Después de salir de casa, organizar el bus como debe ser. Hará una oración si es devota o sencillamente enciende el carro para comenzar su día laboral relativamente igual al anterior.
Los letreros y el número de la ruta es la distancia que hay entre el pasajero y su conductos, las personas suben, no dicen ni buen día, entregan su dinero y buscan una silla rápidamente y es preferible que esté vacía la solla del lado. Nótese el poco interés por interactuar con otros pasajeros.
Entre el conductor y cada uno de sus pasajeros es vacía, se sabe que no es para hablar en todo el camino. Tampoco para entablar alguna relación, pero el servicio tendrá un valor agregado si es más amena dicha relación.
En un día caluroso las personas suelen se más distantes que de costumbre, sus cuerpos sudorosos no quieren ser rosados con otros desconocidos y sólo les importa llegar a su destino lo más pronto posible.
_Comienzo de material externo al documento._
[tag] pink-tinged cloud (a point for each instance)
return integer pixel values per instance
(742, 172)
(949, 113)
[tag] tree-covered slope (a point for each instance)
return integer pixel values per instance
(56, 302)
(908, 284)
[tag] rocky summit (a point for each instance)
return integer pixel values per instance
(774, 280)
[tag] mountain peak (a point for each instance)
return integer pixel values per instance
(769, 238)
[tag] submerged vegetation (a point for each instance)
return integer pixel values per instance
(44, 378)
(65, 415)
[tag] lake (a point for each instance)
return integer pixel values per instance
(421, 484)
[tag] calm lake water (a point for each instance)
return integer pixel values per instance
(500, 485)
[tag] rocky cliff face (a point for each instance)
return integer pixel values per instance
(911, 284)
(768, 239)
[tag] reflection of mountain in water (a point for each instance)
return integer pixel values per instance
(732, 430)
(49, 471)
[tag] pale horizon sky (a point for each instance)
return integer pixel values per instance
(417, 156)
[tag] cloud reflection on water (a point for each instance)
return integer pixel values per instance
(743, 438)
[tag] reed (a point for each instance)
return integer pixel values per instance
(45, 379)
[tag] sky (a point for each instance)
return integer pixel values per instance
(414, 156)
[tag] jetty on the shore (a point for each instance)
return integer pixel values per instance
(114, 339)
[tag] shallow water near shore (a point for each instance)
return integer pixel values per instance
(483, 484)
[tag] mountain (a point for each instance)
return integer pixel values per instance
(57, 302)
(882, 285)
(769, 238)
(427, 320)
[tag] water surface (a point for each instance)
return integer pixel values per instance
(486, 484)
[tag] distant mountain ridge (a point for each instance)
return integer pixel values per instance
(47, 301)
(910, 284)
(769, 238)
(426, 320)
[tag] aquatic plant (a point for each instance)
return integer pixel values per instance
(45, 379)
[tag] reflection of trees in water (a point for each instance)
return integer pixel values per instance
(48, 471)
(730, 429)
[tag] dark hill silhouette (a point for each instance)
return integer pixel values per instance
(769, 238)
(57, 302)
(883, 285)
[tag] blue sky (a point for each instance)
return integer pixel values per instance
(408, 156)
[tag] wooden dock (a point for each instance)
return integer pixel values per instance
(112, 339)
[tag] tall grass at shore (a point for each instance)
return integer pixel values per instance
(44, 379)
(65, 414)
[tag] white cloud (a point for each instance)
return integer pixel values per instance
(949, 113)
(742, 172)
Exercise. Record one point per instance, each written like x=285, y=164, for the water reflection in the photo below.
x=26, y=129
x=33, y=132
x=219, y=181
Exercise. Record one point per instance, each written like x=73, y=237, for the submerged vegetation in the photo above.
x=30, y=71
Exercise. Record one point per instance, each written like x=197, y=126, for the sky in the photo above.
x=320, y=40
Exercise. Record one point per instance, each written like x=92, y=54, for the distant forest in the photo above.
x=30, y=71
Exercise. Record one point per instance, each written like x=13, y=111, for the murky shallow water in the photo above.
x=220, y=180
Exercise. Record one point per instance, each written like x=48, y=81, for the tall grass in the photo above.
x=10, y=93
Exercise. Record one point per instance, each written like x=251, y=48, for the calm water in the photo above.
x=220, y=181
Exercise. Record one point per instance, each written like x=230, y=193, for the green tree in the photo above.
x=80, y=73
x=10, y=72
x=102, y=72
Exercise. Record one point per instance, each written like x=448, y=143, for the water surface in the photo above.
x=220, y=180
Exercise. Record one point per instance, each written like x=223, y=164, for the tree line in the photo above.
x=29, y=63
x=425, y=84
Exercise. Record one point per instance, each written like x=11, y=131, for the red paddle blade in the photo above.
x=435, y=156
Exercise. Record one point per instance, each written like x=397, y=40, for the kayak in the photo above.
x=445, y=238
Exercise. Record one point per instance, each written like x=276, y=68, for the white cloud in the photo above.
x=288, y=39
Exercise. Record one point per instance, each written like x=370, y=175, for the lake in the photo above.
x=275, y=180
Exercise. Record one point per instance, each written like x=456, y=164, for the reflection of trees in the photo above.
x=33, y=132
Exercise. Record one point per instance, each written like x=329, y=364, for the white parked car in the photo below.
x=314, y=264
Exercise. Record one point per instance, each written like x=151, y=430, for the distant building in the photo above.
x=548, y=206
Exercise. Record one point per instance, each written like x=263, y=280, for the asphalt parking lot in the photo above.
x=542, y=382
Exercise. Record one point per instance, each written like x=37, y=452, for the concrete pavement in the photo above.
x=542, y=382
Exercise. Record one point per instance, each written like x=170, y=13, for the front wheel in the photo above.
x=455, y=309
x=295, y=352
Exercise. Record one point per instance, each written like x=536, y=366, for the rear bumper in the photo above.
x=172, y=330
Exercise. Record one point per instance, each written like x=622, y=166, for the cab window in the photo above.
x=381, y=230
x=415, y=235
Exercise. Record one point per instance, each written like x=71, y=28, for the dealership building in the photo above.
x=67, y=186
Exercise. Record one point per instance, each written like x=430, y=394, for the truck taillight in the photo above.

En el bus hay algo muy curiosos; cuando la persona va a bajarse oprime el botón rojo que emite un sonido y automáticamente el conductor para, pero también suena como código para decir las gracias.
Mmm… Será por el clima o los individuos de Pereira son eso. INDIVIDUOS incapaces de tener un mínimo de formalidad a la hora e abordar un bus como el medio de transporte más común y barato entre las clases sociales.